2013-02-28 22:49:03,152 INFO  ipc.Server (Server.java:doRead(571)) - IPC Server listener on 8020: readAndProcess threw exception javax.security.sasl.SaslException: GSS initiate failed [Caused by GSSException: Failure unspecified at GSS-API level (Mechanism l
javax.security.sasl.SaslException: GSS initiate failed [Caused by GSSException: Failure unspecified at GSS-API level (Mechanism level: Request is a replay (34))]
        at com.sun.security.sasl.gsskerb.GssKrb5Server.evaluateResponse(GssKrb5Server.java:159)
        at org.apache.hadoop.ipc.Server$Connection.saslReadAndProcess(Server.java:1040)
        at org.apache.hadoop.ipc.Server$Connection.readAndProcess(Server.java:1213)
        at org.apache.hadoop.ipc.Server$Listener.doRead(Server.java:566)
        at org.apache.hadoop.ipc.Server$Listener$Reader.run(Server.java:363)
Caused by: GSSException: Failure unspecified at GSS-API level (Mechanism level: Request is a replay (34))
        at sun.security.jgss.krb5.Krb5Context.acceptSecContext(Krb5Context.java:741)
        at sun.security.jgss.GSSContextImpl.acceptSecContext(GSSContextImpl.java:323)
        at sun.security.jgss.GSSContextImpl.acceptSecContext(GSSContextImpl.java:267)
        at com.sun.security.sasl.gsskerb.GssKrb5Server.evaluateResponse(GssKrb5Server.java:137)
        ... 4 more
Caused by: KrbException: Request is a replay (34)
        at sun.security.krb5.KrbApReq.authenticate(KrbApReq.java:300)
        at sun.security.krb5.KrbApReq.<init>(KrbApReq.java:134)
        at sun.security.jgss.krb5.InitSecContextToken.<init>(InitSecContextToken.java:79)
        at sun.security.jgss.krb5.Krb5Context.acceptSecContext(Krb5Context.java:724)
        ... 7 more

In addition, this problem can manifest itself as performance issues for all clients in the cluster, including dropped connections, timeouts attempting to make RPC calls, and so on.

Likely causes:
  • Multiple services in the cluster are using the same kerberos principal.
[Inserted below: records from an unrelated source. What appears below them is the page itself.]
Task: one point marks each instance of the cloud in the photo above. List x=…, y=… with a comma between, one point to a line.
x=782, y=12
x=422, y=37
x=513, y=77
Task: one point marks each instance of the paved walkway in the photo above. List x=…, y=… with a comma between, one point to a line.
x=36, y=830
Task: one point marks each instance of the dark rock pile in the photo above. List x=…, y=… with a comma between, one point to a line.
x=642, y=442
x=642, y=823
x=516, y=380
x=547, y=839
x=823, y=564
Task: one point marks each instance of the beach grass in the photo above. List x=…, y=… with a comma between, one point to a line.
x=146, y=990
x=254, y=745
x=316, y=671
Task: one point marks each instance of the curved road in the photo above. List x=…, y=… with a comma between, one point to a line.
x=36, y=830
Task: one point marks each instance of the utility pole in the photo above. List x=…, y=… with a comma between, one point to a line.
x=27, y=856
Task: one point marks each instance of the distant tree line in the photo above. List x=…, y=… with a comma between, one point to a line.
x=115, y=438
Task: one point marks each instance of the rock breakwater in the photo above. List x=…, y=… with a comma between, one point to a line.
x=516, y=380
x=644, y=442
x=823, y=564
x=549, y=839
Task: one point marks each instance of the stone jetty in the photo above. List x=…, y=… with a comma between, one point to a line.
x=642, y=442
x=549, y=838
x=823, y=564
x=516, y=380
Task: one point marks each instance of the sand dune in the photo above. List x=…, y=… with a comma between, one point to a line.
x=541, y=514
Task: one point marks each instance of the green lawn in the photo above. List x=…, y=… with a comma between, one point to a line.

All secure clients that run on multiple machines should use unique kerberos principals for each machine. For example, rather than connecting as a service principal myservice@EXAMPLE.COM, services should have per-host principals such as myservice/host123.example.com@EXAMPLE.COM.
  • Clocks not in synch: All hosts should run NTP so that clocks are kept in synch between clients and servers.